Katirah mendengarnya hanya tersenyum simpul.

"Aku kok ket mambengi kelingan bocah kae yo, Mik," (Aku kok dari semalam teringat bocah itu ya, Mik), kata Mbah Dilah seraya menuang air ke dalam soblok  yang biasa dia gunakan untuk mengukus.

Katirah menoleh ke arah Yulia. Sebenarnya sama, dia juga kangen akan suara Jatayu, tetapi dia lebih memilih untuk mendoakan kalau Jatayu baik-baik saja di sana bersama bapaknya.

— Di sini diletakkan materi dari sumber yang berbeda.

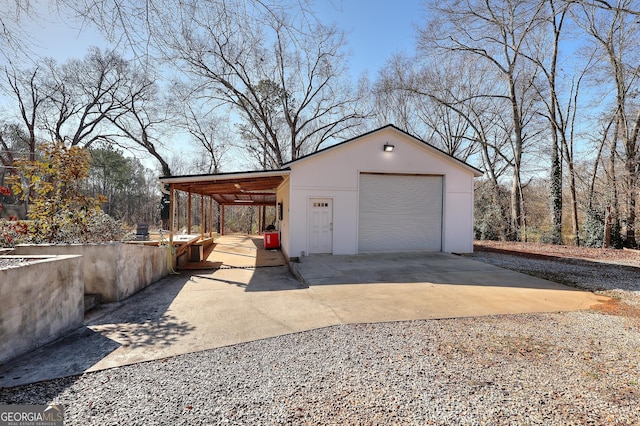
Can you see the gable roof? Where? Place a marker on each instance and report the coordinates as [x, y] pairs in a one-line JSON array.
[[476, 172]]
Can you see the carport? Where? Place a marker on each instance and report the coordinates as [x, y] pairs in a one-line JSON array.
[[228, 189]]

"Sudah, Rah?" tanya Yulia membuyarkan bayangan Jatayu di mata Katirah.

"Eh, sudah. Ayo, nanti keburu siang!"

"Nggowo sangkek, Nduk," (Bawa tas, Nduk), ucap Bu Temi kepada anaknya.

"Iku neng cantolan," (Itu di cantolan), kata Mbah Dilah menunjukkan tas yang ada di dinding tepat di atas kepala Yulia.

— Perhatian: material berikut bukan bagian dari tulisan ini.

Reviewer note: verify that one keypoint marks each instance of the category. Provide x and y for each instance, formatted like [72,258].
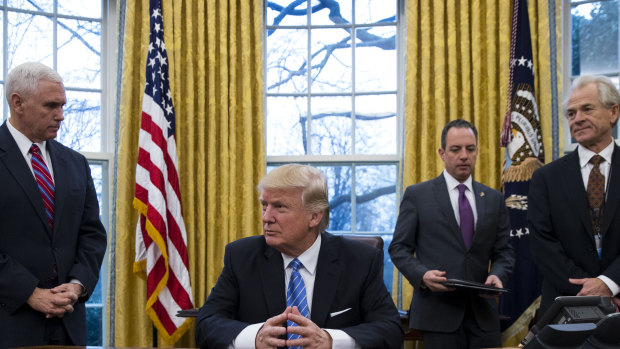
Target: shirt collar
[23,142]
[586,154]
[452,182]
[308,258]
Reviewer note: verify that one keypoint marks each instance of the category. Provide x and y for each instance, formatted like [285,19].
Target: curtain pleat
[215,56]
[457,67]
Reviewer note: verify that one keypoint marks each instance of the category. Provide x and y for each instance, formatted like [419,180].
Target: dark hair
[458,123]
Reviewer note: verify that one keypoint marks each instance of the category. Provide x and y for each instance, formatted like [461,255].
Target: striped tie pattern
[44,180]
[296,296]
[466,215]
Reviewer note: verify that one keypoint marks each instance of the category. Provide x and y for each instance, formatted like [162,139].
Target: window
[70,36]
[594,43]
[332,78]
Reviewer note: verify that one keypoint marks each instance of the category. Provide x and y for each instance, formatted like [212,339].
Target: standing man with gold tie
[51,239]
[574,202]
[454,227]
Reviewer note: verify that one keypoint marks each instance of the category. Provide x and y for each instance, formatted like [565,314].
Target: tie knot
[34,149]
[295,264]
[596,160]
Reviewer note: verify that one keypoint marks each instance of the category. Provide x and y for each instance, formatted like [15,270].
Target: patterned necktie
[296,296]
[45,183]
[596,192]
[467,216]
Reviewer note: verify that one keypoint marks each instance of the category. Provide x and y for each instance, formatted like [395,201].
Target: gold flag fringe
[522,172]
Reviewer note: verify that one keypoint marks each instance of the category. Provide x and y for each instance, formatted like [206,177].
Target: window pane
[94,320]
[375,59]
[94,314]
[80,8]
[331,125]
[1,49]
[595,38]
[287,125]
[372,11]
[331,60]
[375,124]
[81,129]
[334,12]
[29,39]
[39,5]
[280,12]
[375,201]
[339,189]
[2,103]
[79,53]
[287,61]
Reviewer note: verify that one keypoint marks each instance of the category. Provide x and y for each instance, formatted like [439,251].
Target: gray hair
[607,92]
[310,180]
[24,78]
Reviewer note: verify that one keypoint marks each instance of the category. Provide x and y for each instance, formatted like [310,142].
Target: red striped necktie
[45,182]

"Bu, Yulia berangkat dulu, ya. Assalamualaikum."

"Alaikum salam. Hati-hati loh, Nduk," pesan Bu Temi kepada Katirah dan Yulia yang sudah siap ke pasar.

****

Pasar Templek. Taman Sari, Probolinggo.

Bising tawar menawar dan riuh rendah di antara bau menyengat menyambut siapa saja yang datang.

Tumpukan sampah pasar yang banyak mengundang lalat adalah pemandangan yang sudah tak asing. Menutup hidung pasti akan dilakukan Katirah dan Yulia saat melewatinya.

Pasar tradisional, Pasar Templek atau masyarakat lebih mengenalnya. Satu-satunya tempat jual beli yang terdekat. Empat kilo meter dari Probolinggo. Pasar yang ada di sisi ledeng dan tepat di perempatan jalan.

Yulia membatu Katirah memilih gula kelapa. "Buat mendut sama lambang sari, Rah?"

"Iya, Yul. Simbok malah pesan untuk membuat getuk gedang." Katirah berdiri setelah jongkok menyusul Yulia yang lebih dulu.